I really don't think that's worth the effort.
Catalin can fix this when applying the patch, and even then,
nobody is going to notice that sort of pretty irrelevant
detail.
M.
Hi,
On Tue, Nov 7, 2023 at 9:43 AM Marc Zyngier <maz@kernel.org> wrote:
>
> On 2023-11-07 17:37, Doug Anderson wrote:
> > Hi,
> >
> > On Tue, Nov 7, 2023 at 8:30 AM AngeloGioacchino Del Regno
> > <angelogioacchino.delregno@collabora.com> wrote:
> >>
> >> > +static __init void detect_system_supports_pseudo_nmi(void)
> >> > +{
> >> > + struct device_node *np;
> >> > +
> >> > + if (!enable_pseudo_nmi)
> >> > + return;
> >> > +
> >> > + /*
> >> > + * Detect broken Mediatek firmware that doesn't properly save and
> >>
> >> s/Mediatek/MediaTek/g
> >>
> >> Apart from that,
> >>
> >> Reviewed-by: AngeloGioacchino Del Regno
> >> <angelogioacchino.delregno@collabora.com>
> >>
> >> On MT8195, MT8192, MT8186:
> >> Tested-by: AngeloGioacchino Del Regno
> >> <angelogioacchino.delregno@collabora.com>
> >
> > Thanks!
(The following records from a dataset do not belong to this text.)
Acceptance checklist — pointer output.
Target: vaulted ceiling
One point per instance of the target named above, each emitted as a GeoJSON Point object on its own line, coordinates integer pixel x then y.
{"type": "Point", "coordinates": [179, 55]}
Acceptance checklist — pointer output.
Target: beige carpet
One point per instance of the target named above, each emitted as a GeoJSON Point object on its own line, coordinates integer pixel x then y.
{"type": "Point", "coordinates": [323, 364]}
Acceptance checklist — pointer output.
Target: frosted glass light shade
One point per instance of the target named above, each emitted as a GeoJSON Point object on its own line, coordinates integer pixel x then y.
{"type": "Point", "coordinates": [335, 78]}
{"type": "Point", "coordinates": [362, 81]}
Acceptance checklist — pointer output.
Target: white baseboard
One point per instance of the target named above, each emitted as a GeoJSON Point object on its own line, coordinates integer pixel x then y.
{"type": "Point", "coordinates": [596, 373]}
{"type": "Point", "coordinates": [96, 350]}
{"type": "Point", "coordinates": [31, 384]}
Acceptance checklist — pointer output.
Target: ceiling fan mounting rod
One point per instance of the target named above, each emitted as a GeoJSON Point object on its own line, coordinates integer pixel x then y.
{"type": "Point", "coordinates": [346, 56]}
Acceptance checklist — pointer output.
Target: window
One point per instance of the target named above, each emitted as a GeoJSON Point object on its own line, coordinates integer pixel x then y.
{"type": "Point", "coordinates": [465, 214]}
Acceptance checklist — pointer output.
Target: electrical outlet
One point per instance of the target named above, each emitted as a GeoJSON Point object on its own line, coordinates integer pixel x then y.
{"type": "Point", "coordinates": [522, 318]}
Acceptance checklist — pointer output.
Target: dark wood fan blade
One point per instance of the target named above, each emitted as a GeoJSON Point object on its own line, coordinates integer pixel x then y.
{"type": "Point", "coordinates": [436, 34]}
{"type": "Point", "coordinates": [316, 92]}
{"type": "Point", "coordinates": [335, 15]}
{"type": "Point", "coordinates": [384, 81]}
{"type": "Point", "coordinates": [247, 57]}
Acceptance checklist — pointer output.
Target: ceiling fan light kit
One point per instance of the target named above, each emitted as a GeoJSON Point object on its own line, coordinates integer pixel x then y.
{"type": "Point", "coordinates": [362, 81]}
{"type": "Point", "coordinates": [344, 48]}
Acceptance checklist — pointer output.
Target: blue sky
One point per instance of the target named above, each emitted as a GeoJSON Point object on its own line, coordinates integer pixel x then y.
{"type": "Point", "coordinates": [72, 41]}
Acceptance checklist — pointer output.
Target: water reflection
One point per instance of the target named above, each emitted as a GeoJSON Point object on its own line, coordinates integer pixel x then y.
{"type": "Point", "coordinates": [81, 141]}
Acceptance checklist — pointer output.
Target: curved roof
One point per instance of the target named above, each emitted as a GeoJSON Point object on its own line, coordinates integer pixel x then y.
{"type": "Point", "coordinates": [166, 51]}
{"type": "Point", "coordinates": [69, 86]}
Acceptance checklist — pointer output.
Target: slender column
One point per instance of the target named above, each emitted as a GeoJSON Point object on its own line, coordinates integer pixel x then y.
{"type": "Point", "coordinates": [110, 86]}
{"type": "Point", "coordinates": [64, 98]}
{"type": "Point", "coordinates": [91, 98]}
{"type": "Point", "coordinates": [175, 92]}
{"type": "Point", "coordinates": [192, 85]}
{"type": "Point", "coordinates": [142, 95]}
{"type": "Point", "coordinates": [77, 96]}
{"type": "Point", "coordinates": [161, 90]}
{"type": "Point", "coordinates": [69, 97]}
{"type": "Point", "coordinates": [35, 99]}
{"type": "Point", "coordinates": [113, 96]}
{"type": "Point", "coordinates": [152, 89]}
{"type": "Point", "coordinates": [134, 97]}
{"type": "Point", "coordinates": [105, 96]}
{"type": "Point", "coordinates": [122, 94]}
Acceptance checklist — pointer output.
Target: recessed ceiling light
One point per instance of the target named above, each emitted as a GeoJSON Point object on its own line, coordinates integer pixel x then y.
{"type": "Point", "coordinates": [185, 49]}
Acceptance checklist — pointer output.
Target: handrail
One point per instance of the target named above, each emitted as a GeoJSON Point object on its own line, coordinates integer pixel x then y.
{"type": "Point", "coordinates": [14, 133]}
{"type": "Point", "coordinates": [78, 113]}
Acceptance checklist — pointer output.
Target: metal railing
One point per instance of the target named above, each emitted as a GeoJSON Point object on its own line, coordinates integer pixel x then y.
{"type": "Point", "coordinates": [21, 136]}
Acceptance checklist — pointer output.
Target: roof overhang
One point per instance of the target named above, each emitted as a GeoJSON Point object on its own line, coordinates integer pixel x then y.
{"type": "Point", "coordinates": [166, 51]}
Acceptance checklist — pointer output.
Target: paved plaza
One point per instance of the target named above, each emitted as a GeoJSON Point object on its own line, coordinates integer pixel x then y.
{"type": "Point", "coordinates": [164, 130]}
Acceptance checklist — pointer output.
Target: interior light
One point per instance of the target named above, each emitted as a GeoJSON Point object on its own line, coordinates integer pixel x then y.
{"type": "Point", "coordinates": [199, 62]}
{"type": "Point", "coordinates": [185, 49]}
Unless someone wants me to spin it more quickly, I'll plan to
> > send a V3 with the Mediatek=>MediaTek change tomorrow.
>
> I really don't think that's worth the effort.
>
> Catalin can fix this when applying the patch, and even then,
> nobody is going to notice that sort of pretty irrelevant
> detail.
Sure, that's fine with me too--just trying to be helpful! OK, I won't
plan to spin the patch unless someone tells me otherwise.
-Doug
On Tue, Nov 07, 2023 at 07:26:56AM -0800, Douglas Anderson wrote:
> In commit 44bd78dd2b88 ("irqchip/gic-v3: Disable pseudo NMIs on
> Mediatek devices w/ firmware issues") we added a method for detecting
> Mediatek devices with broken firmware and disabled pseudo-NMI. While
> that worked, it didn't address the problem at a deep enough level.
>
> The fundamental issue with this broken firmware is that it's not
> saving and restoring several important GICR registers. The current
> list is believed to be:
> * GICR_NUM_IPRIORITYR
> * GICR_CTLR
> * GICR_ISPENDR0
> * GICR_ISACTIVER0
> * GICR_NSACR
>
> Pseudo-NMI didn't work because it was the only thing (currently) in
> the kernel that relied on the broken registers, so forcing pseudo-NMI
> off was an effective fix. However, it could be observed that calling
> system_uses_irq_prio_masking() on these systems still returned
> "true". That caused confusion and led to the need for
> commit a07a59415217 ("arm64: smp: avoid NMI IPIs with broken MediaTek
> FW"). It's worried that the incorrect value returned by
> system_uses_irq_prio_masking() on these systems will continue to
> confuse future developers.
>
> Let's fix the issue a little more completely by disabling IRQ
> priorities at a deeper level in the kernel. Once we do this we can
> revert some of the other bits of code dealing with this quirk.
>
> This includes a partial revert of commit 44bd78dd2b88
> ("irqchip/gic-v3: Disable pseudo NMIs on Mediatek devices w/ firmware
> issues"). This isn't a full revert because it leaves some of the
> changes to the "quirks" structure around in case future code needs it.
>
> Suggested-by: Mark Rutland <mark.rutland@arm.com>
> Signed-off-by: Douglas Anderson <dianders@chromium.org>
Acked-by: Mark Rutland <mark.rutland@arm.com>
Mark.
> ---
>
> Changes in v2:
> - Just detect the quirk once at init time.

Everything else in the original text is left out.